Glad you like the forum!  
Welcome!  
I use Cypress mulch and plan on doing soo....
I have never had mite problems....atall?
I buy mine from ...
Amazon.com
Sorry i can't help further.


----------



## pdrobber (Nov 29, 2011)

welcome. I use cypress and have not had problems with mites. You may get other little bugs such as springtails or fruit flies but they are harmless.


----------



## dmarcus (Nov 29, 2011)

Hello and welcome to the forum...

I agree, I am using it now and I am very happy with it. No issue with mites...


----------



## torti (Nov 29, 2011)

Thanks for the feedback. Going to head to the store right now and get some. I just needed reassurance =)


----------



## Yvonne G (Nov 29, 2011)

Hi torti:

Welcome to the Tortoise Forum!!

May we know your name and where you are?


----------



## dds7155 (Nov 29, 2011)

I agree cypress much is the only way to go,


----------



## Mao Senpai (Nov 29, 2011)

Never had an issue with the cypress mulch I've used.... from two different kinds too. HOWEVER the.... repti bark stuff I bought at petco ... was really nasty. It was fine at first then it started to grow a lot of mites and break down and smell weird.


----------



## EKLC (Nov 29, 2011)

My mulch has little bugs in it, so I roast the new stuff at 225 degrees for 20 minutes before adding it


----------



## torti (Nov 29, 2011)

Hi my name is Lyly, I'm from elk grove, CA. 
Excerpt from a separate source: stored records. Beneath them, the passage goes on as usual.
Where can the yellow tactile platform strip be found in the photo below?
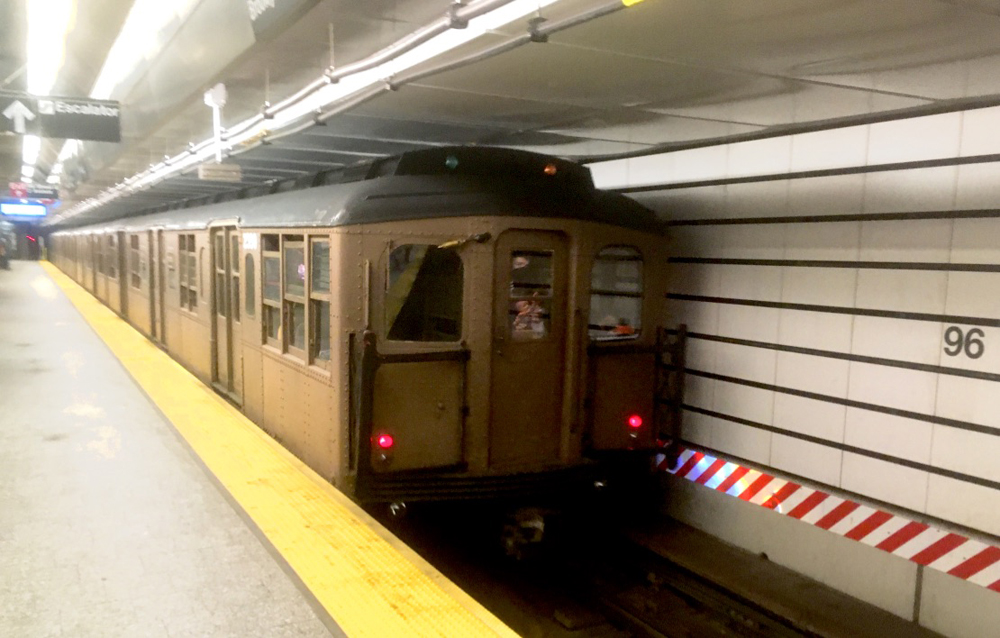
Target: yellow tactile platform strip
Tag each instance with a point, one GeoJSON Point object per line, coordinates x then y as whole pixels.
{"type": "Point", "coordinates": [367, 580]}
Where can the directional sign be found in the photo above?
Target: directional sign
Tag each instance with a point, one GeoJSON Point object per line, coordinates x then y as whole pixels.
{"type": "Point", "coordinates": [21, 190]}
{"type": "Point", "coordinates": [60, 117]}
{"type": "Point", "coordinates": [18, 114]}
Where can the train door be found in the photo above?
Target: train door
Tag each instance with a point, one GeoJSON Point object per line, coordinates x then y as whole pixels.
{"type": "Point", "coordinates": [529, 344]}
{"type": "Point", "coordinates": [225, 304]}
{"type": "Point", "coordinates": [154, 324]}
{"type": "Point", "coordinates": [123, 277]}
{"type": "Point", "coordinates": [157, 283]}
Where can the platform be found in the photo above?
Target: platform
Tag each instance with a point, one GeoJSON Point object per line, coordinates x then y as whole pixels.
{"type": "Point", "coordinates": [134, 501]}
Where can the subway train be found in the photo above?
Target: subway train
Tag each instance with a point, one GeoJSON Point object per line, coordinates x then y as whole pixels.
{"type": "Point", "coordinates": [450, 323]}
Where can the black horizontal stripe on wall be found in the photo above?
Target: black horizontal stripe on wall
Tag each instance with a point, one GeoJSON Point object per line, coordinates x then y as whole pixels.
{"type": "Point", "coordinates": [844, 356]}
{"type": "Point", "coordinates": [823, 263]}
{"type": "Point", "coordinates": [888, 458]}
{"type": "Point", "coordinates": [823, 172]}
{"type": "Point", "coordinates": [934, 108]}
{"type": "Point", "coordinates": [840, 310]}
{"type": "Point", "coordinates": [852, 217]}
{"type": "Point", "coordinates": [861, 405]}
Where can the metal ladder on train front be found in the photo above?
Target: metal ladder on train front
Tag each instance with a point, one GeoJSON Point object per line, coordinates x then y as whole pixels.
{"type": "Point", "coordinates": [671, 347]}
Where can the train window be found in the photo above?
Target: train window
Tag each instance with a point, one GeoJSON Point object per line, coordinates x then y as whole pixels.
{"type": "Point", "coordinates": [136, 279]}
{"type": "Point", "coordinates": [616, 294]}
{"type": "Point", "coordinates": [187, 267]}
{"type": "Point", "coordinates": [320, 331]}
{"type": "Point", "coordinates": [295, 267]}
{"type": "Point", "coordinates": [272, 279]}
{"type": "Point", "coordinates": [296, 325]}
{"type": "Point", "coordinates": [248, 274]}
{"type": "Point", "coordinates": [111, 265]}
{"type": "Point", "coordinates": [530, 305]}
{"type": "Point", "coordinates": [424, 294]}
{"type": "Point", "coordinates": [320, 268]}
{"type": "Point", "coordinates": [319, 302]}
{"type": "Point", "coordinates": [272, 324]}
{"type": "Point", "coordinates": [271, 290]}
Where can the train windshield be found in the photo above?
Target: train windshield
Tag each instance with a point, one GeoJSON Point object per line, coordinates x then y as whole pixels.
{"type": "Point", "coordinates": [423, 298]}
{"type": "Point", "coordinates": [616, 294]}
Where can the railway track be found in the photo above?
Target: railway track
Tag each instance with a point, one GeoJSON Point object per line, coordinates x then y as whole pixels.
{"type": "Point", "coordinates": [588, 580]}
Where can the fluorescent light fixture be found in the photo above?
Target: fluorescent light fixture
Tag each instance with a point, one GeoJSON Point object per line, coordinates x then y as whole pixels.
{"type": "Point", "coordinates": [150, 25]}
{"type": "Point", "coordinates": [284, 114]}
{"type": "Point", "coordinates": [30, 145]}
{"type": "Point", "coordinates": [22, 210]}
{"type": "Point", "coordinates": [48, 24]}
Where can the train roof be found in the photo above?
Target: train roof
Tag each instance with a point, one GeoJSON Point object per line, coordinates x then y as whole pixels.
{"type": "Point", "coordinates": [441, 182]}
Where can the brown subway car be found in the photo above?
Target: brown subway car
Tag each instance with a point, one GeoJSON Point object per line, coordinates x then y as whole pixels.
{"type": "Point", "coordinates": [450, 323]}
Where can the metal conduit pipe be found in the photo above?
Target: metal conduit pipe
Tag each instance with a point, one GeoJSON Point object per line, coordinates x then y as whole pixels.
{"type": "Point", "coordinates": [409, 42]}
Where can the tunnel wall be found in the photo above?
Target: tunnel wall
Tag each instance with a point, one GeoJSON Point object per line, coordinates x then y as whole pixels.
{"type": "Point", "coordinates": [841, 290]}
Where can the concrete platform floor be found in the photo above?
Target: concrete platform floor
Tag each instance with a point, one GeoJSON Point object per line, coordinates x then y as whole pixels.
{"type": "Point", "coordinates": [108, 524]}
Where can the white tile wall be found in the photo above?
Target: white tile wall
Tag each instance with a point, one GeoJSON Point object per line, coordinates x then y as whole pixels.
{"type": "Point", "coordinates": [759, 283]}
{"type": "Point", "coordinates": [745, 442]}
{"type": "Point", "coordinates": [823, 241]}
{"type": "Point", "coordinates": [744, 402]}
{"type": "Point", "coordinates": [910, 190]}
{"type": "Point", "coordinates": [977, 187]}
{"type": "Point", "coordinates": [893, 387]}
{"type": "Point", "coordinates": [969, 400]}
{"type": "Point", "coordinates": [813, 374]}
{"type": "Point", "coordinates": [836, 148]}
{"type": "Point", "coordinates": [980, 133]}
{"type": "Point", "coordinates": [970, 294]}
{"type": "Point", "coordinates": [759, 157]}
{"type": "Point", "coordinates": [929, 137]}
{"type": "Point", "coordinates": [898, 339]}
{"type": "Point", "coordinates": [762, 199]}
{"type": "Point", "coordinates": [974, 506]}
{"type": "Point", "coordinates": [902, 290]}
{"type": "Point", "coordinates": [885, 481]}
{"type": "Point", "coordinates": [835, 195]}
{"type": "Point", "coordinates": [820, 286]}
{"type": "Point", "coordinates": [926, 240]}
{"type": "Point", "coordinates": [888, 434]}
{"type": "Point", "coordinates": [749, 322]}
{"type": "Point", "coordinates": [699, 317]}
{"type": "Point", "coordinates": [745, 362]}
{"type": "Point", "coordinates": [807, 459]}
{"type": "Point", "coordinates": [696, 279]}
{"type": "Point", "coordinates": [820, 330]}
{"type": "Point", "coordinates": [977, 241]}
{"type": "Point", "coordinates": [807, 416]}
{"type": "Point", "coordinates": [764, 241]}
{"type": "Point", "coordinates": [967, 452]}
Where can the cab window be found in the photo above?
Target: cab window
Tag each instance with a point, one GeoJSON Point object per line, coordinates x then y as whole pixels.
{"type": "Point", "coordinates": [423, 300]}
{"type": "Point", "coordinates": [616, 294]}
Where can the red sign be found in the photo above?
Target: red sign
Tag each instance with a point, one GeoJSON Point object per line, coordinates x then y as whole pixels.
{"type": "Point", "coordinates": [18, 190]}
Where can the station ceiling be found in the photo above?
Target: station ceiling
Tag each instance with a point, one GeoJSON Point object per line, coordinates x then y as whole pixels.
{"type": "Point", "coordinates": [608, 81]}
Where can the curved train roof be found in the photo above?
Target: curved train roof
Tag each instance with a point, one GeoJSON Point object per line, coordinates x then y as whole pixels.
{"type": "Point", "coordinates": [445, 182]}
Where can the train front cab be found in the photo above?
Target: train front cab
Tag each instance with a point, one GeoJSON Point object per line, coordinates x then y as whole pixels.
{"type": "Point", "coordinates": [507, 357]}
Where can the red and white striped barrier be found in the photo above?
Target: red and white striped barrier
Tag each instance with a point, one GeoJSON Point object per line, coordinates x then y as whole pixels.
{"type": "Point", "coordinates": [938, 549]}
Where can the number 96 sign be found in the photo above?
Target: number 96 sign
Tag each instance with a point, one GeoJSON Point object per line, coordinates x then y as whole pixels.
{"type": "Point", "coordinates": [964, 342]}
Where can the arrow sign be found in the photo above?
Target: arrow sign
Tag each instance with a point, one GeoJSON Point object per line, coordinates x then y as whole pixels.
{"type": "Point", "coordinates": [18, 113]}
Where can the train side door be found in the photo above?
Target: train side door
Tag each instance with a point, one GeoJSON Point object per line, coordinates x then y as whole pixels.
{"type": "Point", "coordinates": [529, 345]}
{"type": "Point", "coordinates": [225, 305]}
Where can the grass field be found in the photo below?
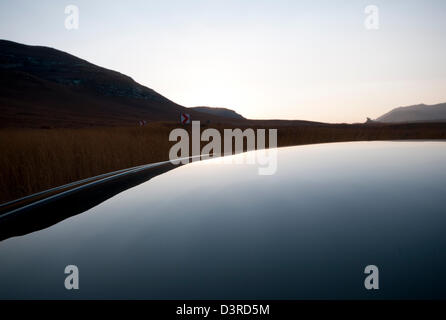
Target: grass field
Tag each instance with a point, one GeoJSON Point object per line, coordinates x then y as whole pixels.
{"type": "Point", "coordinates": [36, 159]}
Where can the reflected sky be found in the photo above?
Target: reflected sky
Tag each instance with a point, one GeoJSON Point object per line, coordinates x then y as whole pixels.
{"type": "Point", "coordinates": [209, 230]}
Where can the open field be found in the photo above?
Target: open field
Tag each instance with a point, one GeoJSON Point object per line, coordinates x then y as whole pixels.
{"type": "Point", "coordinates": [36, 159]}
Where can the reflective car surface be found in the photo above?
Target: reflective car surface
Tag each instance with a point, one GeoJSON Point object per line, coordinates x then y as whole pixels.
{"type": "Point", "coordinates": [209, 230]}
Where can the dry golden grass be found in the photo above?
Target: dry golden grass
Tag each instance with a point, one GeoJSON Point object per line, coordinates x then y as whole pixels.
{"type": "Point", "coordinates": [36, 159]}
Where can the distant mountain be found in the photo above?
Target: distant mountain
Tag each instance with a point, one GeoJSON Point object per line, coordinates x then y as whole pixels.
{"type": "Point", "coordinates": [222, 112]}
{"type": "Point", "coordinates": [417, 113]}
{"type": "Point", "coordinates": [41, 86]}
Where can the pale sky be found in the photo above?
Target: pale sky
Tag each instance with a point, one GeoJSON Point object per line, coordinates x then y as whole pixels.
{"type": "Point", "coordinates": [311, 60]}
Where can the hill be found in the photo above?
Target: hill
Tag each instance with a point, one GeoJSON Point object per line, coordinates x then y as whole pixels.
{"type": "Point", "coordinates": [223, 112]}
{"type": "Point", "coordinates": [416, 113]}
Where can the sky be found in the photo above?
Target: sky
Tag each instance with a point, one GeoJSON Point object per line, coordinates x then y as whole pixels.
{"type": "Point", "coordinates": [266, 59]}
I will definately take your advice on roasting them before using. Went out to home depot this morning and couldn't find any =( will try again later


----------



## CtTortoiseMom (Nov 29, 2011)

I alway's freeze my mulch. Either by leaving it outside or shoving it in my freezer. It works well for me and I just let it thaw for a day before putting it in the enclosure.


----------



## DanaDale18 (Nov 29, 2011)

great question. im in cali too. the best way to ensure bug death on bedding, substrate what ever you will call it is to soak. fill 5 gallon bucket with bedding and fill slowly with water. a second bucket sitting on top helps ensure all substrate is flooded. fill second bucket with water to weigh down. basically fill bottom bucket with cypress, set second bucket on top. put 2 to 3 gallons in top bucket and fill bottom bucket with water. let sit for 24 hours. works great helps with moisturizing all of the wood deeply. hope this helps


----------



## Madkins007 (Nov 29, 2011)

The little bugs don't bother me, but you can get rid of them in the winter by letting the bag freeze hard for a few days (ideally a week or so), or by damping the stuff and setting the bag in full sunlight to 'broil' for several days (again, ideally a week or so). The little buggers are hardy, so let it work for a while.

I like the idea of drowning the suckers too! I just don't have a big enough tub or the patience to do it in batches.


----------



## Tom (Nov 29, 2011)

Actual mites are a very rare problem for tortoises. I won't say it doesn't exist, but I have never seen a case in 25 years.

Now substrate flies, or phorid flies, are entirely different. These bugs are present in the environment and do not come from a dry bag of substrate. These bugs are harmless detrivores and need warmth, humidity and food to survive and reproduce. It is pretty much impossible to keep them away if you are using any sort of damp bedding and heat lamps. You can kill them off by cooking or drowning, but they will return, just the same way they got there in the first place.


----------



## torti (Nov 29, 2011)

You guys are awesome I think I will try the drowning the bugs. Sounds like a great idea plus it soaks the substrate thanks ^_^


----------